Despite President Erdogan’s apparent desire to embrace orthodox economics – after years in which his insistence on ultra-loose monetary policy even at a time of rapidly rising prices has stoked high levels of inflation – Turkey continues to face several economic challenges. Inflation reached 58.8% in August. The Turkish Lira continues to trade at or near record lows against the US Dollar. While the appointment of a credible Finance Minister and Central Bank Governor has raised hopes that change could be on its way, the immediate outlook for the Turkish economy looks bleak.
In the midst of this turbulence, however, the Istanbul Stock Exchange has emerged as a safe haven for both local and foreign investors. The Borsa Istanbul is up almost 45% so far this year in both local currency and dollar terms and was one of the best performers last month amongst peers, a month in which emerging markets slumped by an average of 6%.
Locals are turning to equities to hedge themselves against rapidly rising prices and a depreciating Lira, both of which are eating away at the real terms value of their cash assets.
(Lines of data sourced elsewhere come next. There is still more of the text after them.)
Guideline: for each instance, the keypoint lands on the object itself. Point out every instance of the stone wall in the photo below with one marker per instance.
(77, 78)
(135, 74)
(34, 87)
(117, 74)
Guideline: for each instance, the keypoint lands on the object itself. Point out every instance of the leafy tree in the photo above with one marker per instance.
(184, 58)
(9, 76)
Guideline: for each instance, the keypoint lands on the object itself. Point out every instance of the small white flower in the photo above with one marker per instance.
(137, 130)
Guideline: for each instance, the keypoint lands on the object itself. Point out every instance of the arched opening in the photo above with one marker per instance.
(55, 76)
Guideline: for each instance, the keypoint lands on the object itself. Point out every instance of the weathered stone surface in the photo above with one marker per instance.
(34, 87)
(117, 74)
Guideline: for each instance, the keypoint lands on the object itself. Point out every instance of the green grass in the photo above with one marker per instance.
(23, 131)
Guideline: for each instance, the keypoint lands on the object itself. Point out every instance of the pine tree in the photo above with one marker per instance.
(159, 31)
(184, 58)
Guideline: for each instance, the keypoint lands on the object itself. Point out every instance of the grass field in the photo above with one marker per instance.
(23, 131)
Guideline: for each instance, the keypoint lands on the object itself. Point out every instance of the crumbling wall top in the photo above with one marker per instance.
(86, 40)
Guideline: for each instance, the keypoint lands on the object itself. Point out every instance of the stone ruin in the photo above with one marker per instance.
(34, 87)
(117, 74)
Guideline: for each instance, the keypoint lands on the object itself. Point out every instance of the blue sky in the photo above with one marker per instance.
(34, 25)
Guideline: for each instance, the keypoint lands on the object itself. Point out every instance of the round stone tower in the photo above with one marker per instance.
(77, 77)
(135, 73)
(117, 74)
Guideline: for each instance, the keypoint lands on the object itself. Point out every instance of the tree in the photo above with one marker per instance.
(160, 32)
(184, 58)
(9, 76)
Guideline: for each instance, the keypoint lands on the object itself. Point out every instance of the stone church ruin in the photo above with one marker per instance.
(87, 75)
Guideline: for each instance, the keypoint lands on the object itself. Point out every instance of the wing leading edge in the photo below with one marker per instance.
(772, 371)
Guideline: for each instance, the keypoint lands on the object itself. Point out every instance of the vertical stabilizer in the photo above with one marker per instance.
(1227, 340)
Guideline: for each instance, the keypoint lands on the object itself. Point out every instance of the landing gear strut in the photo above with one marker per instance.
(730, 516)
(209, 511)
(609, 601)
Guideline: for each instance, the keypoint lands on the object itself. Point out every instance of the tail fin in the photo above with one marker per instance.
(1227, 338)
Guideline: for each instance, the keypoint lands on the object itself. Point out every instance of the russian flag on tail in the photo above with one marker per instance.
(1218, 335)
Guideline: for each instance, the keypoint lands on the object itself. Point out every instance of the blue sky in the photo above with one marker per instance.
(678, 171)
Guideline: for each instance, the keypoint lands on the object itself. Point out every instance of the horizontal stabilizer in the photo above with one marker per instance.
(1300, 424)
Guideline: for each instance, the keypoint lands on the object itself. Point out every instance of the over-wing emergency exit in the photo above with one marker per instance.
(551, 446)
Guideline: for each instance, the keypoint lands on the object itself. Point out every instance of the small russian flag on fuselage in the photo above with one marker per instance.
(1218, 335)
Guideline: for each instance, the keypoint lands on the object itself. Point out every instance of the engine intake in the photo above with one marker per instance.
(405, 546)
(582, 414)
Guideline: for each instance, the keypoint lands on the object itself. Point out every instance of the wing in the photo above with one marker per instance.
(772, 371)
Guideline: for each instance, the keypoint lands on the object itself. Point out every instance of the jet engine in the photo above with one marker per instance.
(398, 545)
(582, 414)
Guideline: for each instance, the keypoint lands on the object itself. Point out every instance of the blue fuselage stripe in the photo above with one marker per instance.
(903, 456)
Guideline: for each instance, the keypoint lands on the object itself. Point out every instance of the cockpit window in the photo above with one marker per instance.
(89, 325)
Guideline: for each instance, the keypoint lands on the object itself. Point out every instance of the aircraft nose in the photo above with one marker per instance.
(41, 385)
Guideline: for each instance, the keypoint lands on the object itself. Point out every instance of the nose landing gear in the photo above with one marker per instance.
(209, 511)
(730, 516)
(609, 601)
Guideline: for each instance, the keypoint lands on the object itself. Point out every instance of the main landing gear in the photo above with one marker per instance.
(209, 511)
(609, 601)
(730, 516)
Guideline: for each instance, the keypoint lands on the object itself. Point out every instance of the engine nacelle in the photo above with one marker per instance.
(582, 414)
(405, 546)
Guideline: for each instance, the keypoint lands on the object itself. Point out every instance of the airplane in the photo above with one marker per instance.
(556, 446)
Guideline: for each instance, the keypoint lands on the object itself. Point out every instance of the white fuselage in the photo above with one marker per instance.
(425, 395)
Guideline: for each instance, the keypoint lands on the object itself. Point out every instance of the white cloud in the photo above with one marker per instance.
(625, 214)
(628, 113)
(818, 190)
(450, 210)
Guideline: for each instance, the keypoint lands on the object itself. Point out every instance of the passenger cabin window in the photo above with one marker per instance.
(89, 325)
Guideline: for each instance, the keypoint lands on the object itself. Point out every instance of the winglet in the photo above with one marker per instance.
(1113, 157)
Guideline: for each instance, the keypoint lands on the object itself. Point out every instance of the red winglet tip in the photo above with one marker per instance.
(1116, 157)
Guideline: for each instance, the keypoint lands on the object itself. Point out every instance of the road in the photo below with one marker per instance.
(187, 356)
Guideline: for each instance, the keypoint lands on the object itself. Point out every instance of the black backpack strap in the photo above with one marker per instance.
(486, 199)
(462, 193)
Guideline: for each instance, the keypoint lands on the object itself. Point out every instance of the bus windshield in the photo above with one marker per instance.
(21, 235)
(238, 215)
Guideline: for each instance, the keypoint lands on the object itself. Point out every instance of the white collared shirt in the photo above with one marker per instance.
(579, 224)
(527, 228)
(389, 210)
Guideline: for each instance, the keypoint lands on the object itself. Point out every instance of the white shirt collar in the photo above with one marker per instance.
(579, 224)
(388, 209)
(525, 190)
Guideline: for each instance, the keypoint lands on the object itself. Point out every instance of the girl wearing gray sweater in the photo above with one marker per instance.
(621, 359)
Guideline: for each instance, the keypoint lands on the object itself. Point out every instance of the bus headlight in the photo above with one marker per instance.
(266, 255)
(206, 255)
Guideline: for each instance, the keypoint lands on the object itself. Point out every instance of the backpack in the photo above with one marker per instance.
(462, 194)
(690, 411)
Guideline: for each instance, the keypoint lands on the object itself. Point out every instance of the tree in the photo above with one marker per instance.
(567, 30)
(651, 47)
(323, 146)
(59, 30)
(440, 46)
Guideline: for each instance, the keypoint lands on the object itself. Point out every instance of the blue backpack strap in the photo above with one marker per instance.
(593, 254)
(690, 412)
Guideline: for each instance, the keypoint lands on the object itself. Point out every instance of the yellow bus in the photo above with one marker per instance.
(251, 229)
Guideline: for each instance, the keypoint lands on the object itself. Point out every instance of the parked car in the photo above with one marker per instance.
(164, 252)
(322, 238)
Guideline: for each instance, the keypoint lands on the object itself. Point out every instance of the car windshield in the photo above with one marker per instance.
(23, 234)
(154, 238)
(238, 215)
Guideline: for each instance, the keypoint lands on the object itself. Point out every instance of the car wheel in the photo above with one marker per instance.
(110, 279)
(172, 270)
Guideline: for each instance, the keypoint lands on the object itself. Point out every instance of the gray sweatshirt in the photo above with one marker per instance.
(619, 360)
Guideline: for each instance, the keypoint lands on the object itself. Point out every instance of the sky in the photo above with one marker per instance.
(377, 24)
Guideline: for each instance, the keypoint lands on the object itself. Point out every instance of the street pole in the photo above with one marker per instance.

Stocks are usually attractive for investors looking to hedge against inflation because as long as companies can pass on higher costs to consumers, as is usually the case, stocks values incorporate the effect of higher prices.
Similar trends have emerged in other emerging markets which are suffering from similar economic issues. In Egypt, inflation is currently running at 36.5% and the Egyptian Pound has dropped to record lows against the dollar. The Cairo Stock Exchange has hit record highs as local investors flock to preserve the value of their assets. In Nigeria, too, the naira has plummeted and inflation continues to soar. The Nigerian All Share Index has responded by making gains of almost 30% in local currency terms since the start of the year. Argentina’s Merval stock index strengthened by almost 50% in August alone. In all these countries, equities seem to be serving as a safe haven against rising prices and currency depreciation.
While the strong performance of the Borsa Istanbul can partly be put down to local investors’ malaise at domestic economic troubles, there may also be more positive reasons for the exchange’s rise. Foreign investors and international institutions are taking a greater interest in Turkish markets as risk conditions improve and Ankara commits to policy normalisation.
The spread of five year credit default swaps, the best gauge of risk in Turkish markets, has fallen almost 7% in the last month alone to 375.56, which implies a 6.28% probability of default. The global credit ratings agency Moody’s has suggested that Turkey could be on course for a ratings upgrade given the progress it has made on addressing its economic woes and bringing its policies in line with international norms.
Turkish equities could therefore be seen as discounted, with international investors keen to purchase them now before Turkey’s recovery gains speed and more investors come into the market. In May, valuations on the Borsa were only at roughly 5 times earnings, but they have since rallied to 10 times projected earnings. Relatively few international investors have any exposure to Turkey at all because the country accounts for only 0.5% of the MSCI Emerging Market Index. The Borsa’s rally suggests that this could change but for now, it seems there are strong buying opportunities for investors with an interest in Turkey and the Middle East.
Turkey has taken several practical steps to boost its stock exchange. Earlier in the year, the country’s sovereign wealth fund, TVF, announced it would channel at least $1 billion into the Borsa Istanbul via an array of ETFs in a bid to support Turkey’s equities market. It seems the need for public intervention is over, however, as the Borsa continues to make strong gains in its own right. While the history of President Erdogan’s time in government shows he can change course in an instant, the current trajectory is certainly positive for Turkish equity markets.